Nei primi anni ’30 va a vivere con la famiglia in un modesto appartamento di via Cassarate dove poi passerà tutta la sua vita ritirata e schiva, dedicandosi interamente alla pittura. Dopo una prima fase di sperimentazione dei linguaggi sul finire degli anni ’20 (dal naturalismo al simbolismo, dal postimpressionismo al cubismo), la pittura di Boldini si accosta negli anni ’30 alla compostezza del Novecento italiano, per quanto tenuta su toni più sobri e domestici. Già vi si coglie quella componente intimistica e riflessiva che caratterizzerà poi la sua miglior pittura, unitamente all’esigenza di infrenare il naturalismo sottoponendolo al controllo della mente.

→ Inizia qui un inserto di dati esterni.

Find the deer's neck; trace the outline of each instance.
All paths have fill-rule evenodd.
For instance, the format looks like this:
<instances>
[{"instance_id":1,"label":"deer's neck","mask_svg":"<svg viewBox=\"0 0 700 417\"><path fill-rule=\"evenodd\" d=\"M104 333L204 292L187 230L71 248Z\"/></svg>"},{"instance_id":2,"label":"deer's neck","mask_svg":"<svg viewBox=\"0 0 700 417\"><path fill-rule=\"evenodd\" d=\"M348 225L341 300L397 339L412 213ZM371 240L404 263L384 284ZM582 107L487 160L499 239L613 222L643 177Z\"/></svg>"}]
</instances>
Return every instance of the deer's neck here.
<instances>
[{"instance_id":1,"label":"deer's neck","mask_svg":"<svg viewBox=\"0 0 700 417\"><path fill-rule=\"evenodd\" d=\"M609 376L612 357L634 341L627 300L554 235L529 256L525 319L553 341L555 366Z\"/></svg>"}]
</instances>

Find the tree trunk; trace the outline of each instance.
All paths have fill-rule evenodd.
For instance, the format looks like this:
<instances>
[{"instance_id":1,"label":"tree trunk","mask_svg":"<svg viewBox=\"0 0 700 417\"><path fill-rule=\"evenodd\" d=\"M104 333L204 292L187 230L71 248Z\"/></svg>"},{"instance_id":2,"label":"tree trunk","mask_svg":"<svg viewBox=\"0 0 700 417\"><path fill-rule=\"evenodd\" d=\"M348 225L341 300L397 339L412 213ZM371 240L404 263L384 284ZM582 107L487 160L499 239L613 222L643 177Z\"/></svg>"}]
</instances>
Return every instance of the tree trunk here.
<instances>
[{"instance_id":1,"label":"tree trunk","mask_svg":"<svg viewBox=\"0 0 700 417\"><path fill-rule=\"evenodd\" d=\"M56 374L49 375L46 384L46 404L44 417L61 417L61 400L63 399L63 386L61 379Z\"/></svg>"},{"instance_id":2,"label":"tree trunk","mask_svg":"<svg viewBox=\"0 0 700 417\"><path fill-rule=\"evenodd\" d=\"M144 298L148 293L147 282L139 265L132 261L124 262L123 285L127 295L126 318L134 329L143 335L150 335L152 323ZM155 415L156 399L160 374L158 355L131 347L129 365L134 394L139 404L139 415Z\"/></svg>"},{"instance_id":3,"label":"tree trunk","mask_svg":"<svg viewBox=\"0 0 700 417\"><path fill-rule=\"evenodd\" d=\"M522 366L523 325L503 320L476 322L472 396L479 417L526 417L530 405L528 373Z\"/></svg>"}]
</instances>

Nel corso degli anni ’40, a un primo momento in cui la sua attenzione si sposta verso la pittura francese, con conseguente schiarimento della tavolozza e immediatezza di segno, seguono nel dopoguerra paesaggi e nature morte sempre più silenti e composti, quasi metafisici, dove sulla lezione dei grandi toscani del Quattrocento, dell’Angelico in particolare, si innerva quella dei moderni Carlo Carrà e Giorgio Morandi; più tradizionali sono invece gli affreschi e i mosaici a carattere religioso.
A partire dagli anni ’50 Boldini, armonizzando le diverse spinte, tra cui il riaffacciarsi di moduli geometrizzanti, raggiunge i suoi più alti e personali risultati, ritornando, dopo lungo tempo di nature morte e fiori, al paesaggio rurale sentito e filtrato attraverso l’emozione, ma tenuto sotto controllo da una forte componente mentale che tende a ordinare lo slancio emotivo, a sorvegliare e modulare la scala cromatica. Egli riesce così a trasfigurare il paesaggio ticinese senza tradirlo, caricandolo ora di connotazioni arcaiche ora di una diffusa serenità e di una misura estatica, fino a immergerlo per effetto di luce – una luce non naturalistica, ma quasi sospesa – in un grande, e per certi versi anche religioso, silenzio.
Con gli anni ’80, i soggetti si dissolvono e sfaldano in una luce–colore diffusa e opalescente.